On an ordinary night, she wouldn’t have been stupid enough to approach the overhang. But the strength the teopatli gave her was no substitute for sleep; Inés’ human mind was sluggish, ceding too much control to the beast.

A weight crashed into her back. Pain bloomed hot along her nerves as the coyote’s jaws closed on her neck. Acting on instinct, Inés collapsed and rolled, dislodging El Rojo. When she regained her feet, she saw at last the creature she had come all this way to hunt.

His coat was different than the others’, more uniform in color along the head and back. In sunlight, it would be reddish brown. El Rojo, the red one, whose jaws now dripped red with her blood. Who had murdered Javier, and Consuela, and David, ranchers and vigilantes, and probably some migrants, too. Coyote attacks, the official reports said; they were suddenly more common than before. But agents of the Border Patrol died more often in the line of duty than any other federal law enforcement division, and the people in charge were more concerned with human killers than animal attacks.

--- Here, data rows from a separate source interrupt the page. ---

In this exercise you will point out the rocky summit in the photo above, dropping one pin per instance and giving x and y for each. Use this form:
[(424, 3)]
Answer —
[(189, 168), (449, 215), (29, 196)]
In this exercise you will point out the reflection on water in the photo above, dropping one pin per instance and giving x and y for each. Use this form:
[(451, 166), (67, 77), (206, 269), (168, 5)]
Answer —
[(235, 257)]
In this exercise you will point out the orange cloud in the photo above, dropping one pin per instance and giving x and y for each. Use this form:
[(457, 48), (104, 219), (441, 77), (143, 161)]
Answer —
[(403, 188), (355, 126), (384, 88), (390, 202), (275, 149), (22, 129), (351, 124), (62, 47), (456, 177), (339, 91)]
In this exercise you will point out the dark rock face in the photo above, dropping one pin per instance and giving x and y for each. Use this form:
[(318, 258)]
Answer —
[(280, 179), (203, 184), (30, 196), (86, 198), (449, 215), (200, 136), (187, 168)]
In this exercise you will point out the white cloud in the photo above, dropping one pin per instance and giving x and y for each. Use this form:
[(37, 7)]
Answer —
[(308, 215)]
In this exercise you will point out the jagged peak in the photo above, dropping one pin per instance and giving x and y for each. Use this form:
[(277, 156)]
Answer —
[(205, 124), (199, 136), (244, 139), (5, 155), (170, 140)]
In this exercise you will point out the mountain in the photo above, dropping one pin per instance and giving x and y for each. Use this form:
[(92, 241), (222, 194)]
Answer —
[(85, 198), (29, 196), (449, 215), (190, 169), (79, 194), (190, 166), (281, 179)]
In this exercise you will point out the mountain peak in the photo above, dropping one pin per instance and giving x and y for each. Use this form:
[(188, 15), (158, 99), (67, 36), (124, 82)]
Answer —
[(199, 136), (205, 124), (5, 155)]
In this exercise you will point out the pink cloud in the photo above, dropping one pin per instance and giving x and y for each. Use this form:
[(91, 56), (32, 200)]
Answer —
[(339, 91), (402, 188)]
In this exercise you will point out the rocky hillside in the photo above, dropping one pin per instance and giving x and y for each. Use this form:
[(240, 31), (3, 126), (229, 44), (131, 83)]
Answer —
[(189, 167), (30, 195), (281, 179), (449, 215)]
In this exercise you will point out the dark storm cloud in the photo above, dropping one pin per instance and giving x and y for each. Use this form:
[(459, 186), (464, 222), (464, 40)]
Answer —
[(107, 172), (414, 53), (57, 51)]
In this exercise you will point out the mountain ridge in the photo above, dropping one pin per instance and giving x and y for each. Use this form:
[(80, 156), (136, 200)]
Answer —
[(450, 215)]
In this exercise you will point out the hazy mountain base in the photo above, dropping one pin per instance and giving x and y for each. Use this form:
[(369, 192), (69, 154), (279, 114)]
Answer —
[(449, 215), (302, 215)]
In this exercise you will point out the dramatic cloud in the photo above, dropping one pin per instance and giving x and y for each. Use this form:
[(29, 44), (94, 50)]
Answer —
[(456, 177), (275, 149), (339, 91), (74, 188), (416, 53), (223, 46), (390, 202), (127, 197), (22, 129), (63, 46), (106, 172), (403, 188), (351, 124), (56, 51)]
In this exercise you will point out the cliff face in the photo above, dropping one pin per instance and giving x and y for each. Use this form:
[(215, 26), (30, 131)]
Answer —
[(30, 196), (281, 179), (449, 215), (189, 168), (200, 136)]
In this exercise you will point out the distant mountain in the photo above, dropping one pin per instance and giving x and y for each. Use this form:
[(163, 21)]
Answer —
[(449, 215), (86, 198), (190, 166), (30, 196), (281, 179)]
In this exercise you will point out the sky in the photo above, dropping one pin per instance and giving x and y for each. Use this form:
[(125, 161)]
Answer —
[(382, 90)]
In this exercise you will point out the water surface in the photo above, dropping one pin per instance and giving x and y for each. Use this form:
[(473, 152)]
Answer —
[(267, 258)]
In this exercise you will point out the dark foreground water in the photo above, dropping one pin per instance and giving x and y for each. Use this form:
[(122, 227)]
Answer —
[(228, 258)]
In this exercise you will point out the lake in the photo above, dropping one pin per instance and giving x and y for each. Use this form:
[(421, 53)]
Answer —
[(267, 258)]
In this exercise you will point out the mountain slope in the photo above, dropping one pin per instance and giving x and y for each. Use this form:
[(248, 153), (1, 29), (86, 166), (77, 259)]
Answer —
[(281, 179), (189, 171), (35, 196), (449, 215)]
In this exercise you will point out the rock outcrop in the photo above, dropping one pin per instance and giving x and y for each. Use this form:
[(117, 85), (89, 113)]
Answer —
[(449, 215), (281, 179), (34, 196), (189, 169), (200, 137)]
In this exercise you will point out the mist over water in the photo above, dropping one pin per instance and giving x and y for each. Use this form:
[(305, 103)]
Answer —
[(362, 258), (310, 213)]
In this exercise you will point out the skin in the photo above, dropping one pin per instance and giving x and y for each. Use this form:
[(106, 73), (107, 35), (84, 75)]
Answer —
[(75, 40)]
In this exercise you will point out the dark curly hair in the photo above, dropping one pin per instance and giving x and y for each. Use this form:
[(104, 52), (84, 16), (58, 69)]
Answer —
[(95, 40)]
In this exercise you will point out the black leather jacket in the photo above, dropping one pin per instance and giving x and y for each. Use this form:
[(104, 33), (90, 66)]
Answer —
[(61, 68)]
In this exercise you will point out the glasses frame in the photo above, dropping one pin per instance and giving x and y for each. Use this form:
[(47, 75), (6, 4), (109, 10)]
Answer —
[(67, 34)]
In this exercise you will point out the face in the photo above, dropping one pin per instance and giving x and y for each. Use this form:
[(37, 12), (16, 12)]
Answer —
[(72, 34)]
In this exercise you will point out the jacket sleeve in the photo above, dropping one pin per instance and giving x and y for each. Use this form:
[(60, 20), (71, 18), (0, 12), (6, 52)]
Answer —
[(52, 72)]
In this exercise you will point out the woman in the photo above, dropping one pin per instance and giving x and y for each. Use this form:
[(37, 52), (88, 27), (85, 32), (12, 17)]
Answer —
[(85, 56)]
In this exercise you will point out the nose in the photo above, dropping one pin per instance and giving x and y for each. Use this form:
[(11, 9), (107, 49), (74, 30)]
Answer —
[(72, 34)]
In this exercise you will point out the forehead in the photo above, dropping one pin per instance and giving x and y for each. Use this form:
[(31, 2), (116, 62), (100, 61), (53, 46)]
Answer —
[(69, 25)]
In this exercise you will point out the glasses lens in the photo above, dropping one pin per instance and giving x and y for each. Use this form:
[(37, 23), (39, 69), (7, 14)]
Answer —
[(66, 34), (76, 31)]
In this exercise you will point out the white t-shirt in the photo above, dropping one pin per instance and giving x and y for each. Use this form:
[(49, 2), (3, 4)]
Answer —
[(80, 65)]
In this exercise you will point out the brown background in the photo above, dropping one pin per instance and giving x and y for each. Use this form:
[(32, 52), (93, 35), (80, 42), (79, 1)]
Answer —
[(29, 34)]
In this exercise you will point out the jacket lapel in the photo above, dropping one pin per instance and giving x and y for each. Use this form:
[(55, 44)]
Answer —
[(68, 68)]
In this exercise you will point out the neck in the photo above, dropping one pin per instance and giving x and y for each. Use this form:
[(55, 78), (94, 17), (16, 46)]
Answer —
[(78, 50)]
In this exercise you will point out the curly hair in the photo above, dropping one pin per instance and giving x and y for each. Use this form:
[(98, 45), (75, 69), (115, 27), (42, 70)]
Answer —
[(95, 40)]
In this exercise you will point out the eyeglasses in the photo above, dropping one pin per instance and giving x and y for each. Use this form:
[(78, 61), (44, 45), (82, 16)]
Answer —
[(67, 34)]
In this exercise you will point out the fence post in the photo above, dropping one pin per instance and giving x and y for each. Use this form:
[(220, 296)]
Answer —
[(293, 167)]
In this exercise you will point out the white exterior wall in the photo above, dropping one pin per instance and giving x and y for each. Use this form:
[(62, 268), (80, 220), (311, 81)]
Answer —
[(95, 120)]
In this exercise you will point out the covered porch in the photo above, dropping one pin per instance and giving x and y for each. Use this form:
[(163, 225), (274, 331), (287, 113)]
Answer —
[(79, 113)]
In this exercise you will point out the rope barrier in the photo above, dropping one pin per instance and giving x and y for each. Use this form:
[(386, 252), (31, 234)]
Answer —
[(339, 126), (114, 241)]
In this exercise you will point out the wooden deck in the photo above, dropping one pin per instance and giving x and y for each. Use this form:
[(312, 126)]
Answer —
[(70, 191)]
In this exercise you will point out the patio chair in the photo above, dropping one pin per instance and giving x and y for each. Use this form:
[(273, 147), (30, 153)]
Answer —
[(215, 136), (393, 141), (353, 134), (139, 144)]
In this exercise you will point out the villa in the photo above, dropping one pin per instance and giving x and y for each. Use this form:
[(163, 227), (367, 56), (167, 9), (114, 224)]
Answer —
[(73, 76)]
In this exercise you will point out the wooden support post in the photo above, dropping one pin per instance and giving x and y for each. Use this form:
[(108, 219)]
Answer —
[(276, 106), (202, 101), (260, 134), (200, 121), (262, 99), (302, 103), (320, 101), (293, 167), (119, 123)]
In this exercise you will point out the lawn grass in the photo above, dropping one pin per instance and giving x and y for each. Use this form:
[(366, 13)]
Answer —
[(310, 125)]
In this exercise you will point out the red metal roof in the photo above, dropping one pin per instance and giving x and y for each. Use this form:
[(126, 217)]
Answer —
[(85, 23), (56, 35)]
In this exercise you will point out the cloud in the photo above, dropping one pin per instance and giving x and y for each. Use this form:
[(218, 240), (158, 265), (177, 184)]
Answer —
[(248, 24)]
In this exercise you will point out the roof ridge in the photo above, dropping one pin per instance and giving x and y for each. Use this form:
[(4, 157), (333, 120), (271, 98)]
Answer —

Only Inés suspected more. She could hardly tell anyone it was nagualismo, though, even if she admitted to being a nagual herself. And so she had gone south, into Mexico, returning as an illegal immigrant, to hunt the coyote who ran on both two legs and four.

They snapped and feinted at one another, El Rojo using his greater speed and agility. But that was a dangerous game for him to play, especially on his own; when coyotes hunted larger prey, they did so in packs, and his was dead. That was why he had ambushed her—and as if he remembered that at the same moment, El Rojo turned and ran.

Inés followed. It might be enough to have killed the others, or it might not. If he could share his nagualismo with anyone, it wouldn’t take him long to be back in business. But it wasn’t pragmatism that drove her; it was the memory of Javier’s funeral, and his sister’s grief. And her own devastated face, staring back at her from the mirror.